Para llegar a esta último conclusión, Rubenhold investigó en profundidad el Archivo Metropolitano de Londres y visitó un convento de monjas protestantes para descubrir los registros de un centro de rehabilitación al que había asistido la segunda víctima: Annie Chapman. En ambos sitios, los forenses correspondientes concluyeron que las mujeres fueron asesinadas en una posición reclinada y que ninguna de ellas había forcejeado con su agresor ni proferido grito alguno, lo que avalaría que fueron asesinadas mientras dormían.
No hay que olvidar que, durante aquello aciagos días de 1888, se produjeron en Whitechapel 11 asesinatos con los mismos patrones, pero a Jack sólo se le responsabilizó de cinco. Todas aparecieron con la garganta seccionada de izquierda a derecha, el rostro desfigurado, el abdomen abierto en canal, los órganos sexuales mutilados y el útero, el estómago o los intestinos extraídos.

DESACREDITADOS
A comienzos de 2014, Russell Edwards realizó una serie de pruebas de ADN a la prenda que llevaba una de las chicas durante su asesinado. Los resultados fueron sorprendentes. El investigador aseguró haber identificado al famoso Jack. Sin embargo, sus conclusiones fueron desacreditadas a lo largo de estos cinco años, porque carecían del suficiente sustento histórico para ser consideradas válidas.

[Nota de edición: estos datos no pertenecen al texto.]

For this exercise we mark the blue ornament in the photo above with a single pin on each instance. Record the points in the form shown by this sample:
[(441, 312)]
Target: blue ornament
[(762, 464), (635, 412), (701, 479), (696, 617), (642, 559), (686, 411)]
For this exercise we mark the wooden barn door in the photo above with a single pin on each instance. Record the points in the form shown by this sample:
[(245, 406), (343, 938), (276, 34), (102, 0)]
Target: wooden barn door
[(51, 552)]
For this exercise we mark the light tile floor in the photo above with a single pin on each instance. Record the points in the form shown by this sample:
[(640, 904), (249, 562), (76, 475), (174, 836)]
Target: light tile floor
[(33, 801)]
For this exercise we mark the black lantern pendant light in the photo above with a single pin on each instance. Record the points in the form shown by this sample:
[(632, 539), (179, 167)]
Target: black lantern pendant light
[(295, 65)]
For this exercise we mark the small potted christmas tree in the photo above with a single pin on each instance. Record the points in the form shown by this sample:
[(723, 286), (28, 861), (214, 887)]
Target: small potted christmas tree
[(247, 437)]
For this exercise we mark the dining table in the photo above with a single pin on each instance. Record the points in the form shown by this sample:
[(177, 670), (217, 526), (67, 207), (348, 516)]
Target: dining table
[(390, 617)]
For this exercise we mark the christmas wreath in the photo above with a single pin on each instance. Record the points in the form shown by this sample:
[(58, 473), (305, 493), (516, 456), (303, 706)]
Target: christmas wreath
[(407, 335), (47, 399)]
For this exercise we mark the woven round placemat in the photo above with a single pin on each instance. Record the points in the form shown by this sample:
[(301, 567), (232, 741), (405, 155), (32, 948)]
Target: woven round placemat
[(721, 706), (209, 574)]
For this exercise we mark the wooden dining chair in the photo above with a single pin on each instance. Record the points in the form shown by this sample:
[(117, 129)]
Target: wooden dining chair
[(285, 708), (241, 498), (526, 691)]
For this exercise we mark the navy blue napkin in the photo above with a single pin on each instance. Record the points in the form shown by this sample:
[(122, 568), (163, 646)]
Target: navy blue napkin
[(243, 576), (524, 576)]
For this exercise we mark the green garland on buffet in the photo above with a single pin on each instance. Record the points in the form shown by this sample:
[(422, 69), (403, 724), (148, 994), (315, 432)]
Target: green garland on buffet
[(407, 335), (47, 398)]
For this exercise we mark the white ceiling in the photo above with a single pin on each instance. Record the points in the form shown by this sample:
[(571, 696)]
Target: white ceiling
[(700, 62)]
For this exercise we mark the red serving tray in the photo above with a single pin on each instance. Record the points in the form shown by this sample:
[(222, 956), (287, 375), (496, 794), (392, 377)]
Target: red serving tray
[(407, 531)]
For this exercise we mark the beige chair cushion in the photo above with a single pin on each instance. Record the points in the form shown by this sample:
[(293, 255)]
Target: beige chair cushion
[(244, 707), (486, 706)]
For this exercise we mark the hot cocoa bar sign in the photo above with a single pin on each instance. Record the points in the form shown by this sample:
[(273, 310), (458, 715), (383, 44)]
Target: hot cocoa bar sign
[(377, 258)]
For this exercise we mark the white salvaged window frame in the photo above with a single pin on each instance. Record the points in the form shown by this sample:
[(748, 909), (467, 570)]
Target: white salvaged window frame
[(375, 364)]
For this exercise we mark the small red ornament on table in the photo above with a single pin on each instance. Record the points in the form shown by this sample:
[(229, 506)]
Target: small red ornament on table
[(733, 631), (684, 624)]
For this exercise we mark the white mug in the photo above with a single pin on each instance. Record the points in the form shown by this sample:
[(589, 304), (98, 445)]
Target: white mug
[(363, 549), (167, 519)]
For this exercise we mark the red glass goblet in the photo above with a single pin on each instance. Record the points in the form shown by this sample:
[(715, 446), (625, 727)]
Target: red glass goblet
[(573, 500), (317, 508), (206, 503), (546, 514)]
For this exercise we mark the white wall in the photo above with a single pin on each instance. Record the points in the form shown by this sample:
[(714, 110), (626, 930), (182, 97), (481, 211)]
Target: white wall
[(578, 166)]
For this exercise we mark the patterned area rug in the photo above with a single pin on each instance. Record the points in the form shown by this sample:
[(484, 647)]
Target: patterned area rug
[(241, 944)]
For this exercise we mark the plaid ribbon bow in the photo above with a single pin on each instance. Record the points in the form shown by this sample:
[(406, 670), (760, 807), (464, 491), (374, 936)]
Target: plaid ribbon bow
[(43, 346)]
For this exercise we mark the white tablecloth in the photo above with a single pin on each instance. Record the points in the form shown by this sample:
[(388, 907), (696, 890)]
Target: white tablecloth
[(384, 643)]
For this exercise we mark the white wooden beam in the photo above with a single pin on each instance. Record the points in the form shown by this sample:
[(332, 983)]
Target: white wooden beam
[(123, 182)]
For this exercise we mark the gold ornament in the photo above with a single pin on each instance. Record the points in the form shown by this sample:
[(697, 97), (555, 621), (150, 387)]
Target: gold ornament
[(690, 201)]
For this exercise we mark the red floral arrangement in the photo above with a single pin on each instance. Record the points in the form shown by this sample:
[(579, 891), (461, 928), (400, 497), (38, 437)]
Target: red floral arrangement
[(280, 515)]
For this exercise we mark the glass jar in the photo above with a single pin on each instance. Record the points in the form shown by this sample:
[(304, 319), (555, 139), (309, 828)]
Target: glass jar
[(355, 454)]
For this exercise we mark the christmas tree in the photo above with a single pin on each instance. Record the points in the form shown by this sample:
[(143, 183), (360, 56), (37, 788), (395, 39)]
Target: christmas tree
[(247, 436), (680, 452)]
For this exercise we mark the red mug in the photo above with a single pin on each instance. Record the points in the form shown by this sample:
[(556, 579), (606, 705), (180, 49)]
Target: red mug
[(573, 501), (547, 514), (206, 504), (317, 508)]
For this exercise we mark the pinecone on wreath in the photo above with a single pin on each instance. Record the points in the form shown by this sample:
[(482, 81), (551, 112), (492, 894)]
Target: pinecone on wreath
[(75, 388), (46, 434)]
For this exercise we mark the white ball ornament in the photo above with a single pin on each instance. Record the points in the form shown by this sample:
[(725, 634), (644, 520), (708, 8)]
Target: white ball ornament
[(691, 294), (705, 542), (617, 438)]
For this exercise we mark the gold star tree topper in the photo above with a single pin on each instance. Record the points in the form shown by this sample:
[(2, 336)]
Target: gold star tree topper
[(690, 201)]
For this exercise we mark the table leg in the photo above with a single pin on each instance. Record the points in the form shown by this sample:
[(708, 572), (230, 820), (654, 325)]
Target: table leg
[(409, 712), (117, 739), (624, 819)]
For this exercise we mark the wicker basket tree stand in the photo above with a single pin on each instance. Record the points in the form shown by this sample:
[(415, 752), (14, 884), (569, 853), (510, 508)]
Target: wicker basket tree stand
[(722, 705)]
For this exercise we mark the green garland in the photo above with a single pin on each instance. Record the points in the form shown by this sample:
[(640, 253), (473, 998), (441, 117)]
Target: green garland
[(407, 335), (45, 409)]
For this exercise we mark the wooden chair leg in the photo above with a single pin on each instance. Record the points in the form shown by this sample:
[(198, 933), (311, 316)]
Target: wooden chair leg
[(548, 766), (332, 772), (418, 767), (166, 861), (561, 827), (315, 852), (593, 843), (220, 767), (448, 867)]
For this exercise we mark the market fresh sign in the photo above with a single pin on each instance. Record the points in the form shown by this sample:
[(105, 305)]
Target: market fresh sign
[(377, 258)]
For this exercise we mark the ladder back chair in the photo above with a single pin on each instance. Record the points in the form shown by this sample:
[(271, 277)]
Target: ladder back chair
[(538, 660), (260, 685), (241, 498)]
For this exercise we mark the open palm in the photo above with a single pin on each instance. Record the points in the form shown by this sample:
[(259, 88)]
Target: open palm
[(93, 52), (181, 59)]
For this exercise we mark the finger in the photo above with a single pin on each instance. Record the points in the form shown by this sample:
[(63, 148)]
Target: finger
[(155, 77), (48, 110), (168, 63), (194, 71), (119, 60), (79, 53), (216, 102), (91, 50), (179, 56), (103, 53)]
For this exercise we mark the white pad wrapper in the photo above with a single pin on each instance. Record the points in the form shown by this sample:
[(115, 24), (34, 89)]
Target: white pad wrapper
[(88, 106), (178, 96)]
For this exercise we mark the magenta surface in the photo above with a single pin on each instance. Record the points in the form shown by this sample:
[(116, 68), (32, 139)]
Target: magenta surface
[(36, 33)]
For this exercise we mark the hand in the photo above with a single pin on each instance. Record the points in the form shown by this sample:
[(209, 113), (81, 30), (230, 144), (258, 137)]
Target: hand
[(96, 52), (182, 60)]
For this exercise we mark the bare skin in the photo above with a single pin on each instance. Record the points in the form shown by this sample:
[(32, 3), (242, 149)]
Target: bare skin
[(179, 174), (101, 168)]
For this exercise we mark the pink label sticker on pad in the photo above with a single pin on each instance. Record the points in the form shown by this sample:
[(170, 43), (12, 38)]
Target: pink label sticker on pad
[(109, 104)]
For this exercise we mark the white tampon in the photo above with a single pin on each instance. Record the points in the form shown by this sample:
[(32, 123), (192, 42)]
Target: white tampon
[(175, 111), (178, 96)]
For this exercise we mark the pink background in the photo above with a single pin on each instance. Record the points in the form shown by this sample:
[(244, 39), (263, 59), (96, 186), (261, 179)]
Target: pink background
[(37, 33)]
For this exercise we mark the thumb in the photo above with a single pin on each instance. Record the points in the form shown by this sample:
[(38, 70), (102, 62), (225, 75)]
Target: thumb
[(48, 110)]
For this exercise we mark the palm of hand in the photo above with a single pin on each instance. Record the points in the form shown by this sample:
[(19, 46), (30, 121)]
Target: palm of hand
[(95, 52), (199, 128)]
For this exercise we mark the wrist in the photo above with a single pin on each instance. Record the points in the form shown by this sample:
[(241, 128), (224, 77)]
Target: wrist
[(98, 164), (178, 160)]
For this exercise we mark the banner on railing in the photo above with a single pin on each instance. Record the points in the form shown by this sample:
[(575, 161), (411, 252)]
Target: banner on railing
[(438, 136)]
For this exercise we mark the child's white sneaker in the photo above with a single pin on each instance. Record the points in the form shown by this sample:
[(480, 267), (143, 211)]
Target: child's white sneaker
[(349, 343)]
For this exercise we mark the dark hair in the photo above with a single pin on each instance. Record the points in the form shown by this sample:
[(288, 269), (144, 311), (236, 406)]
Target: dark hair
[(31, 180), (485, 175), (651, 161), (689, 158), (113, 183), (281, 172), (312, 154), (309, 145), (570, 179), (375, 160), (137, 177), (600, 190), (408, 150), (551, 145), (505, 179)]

En agosto de 2017, una nueva obra escrita por otro investigador, Robert Smith, afirmaba haber desvelado también el nombre y los apellidos del criminal de Whitechapel. Según éste,se trataba de un comerciante de algodón de Liverpool llamado James Maybrick. Sin embargo, dicha teoría también fue desacreditada.
Así, desde carniceros, médicos, comadronas, masones, inmigrantes, el nieto o el médico personal de la reina Victoria, magos y hasta un grupo de anarquistas que supuestamente estaba influenciado por un genio diabólico ruso que además era un espía del Gobierno británico, han sido parte de la larga e interminable lista de sospechosos.
Sin embargo, la única verdad es que hasta hoy “Jack el Destripador” sigue fascinando como personificación del mal, como un esquivo maquiavelo que se niega a develar su verdad.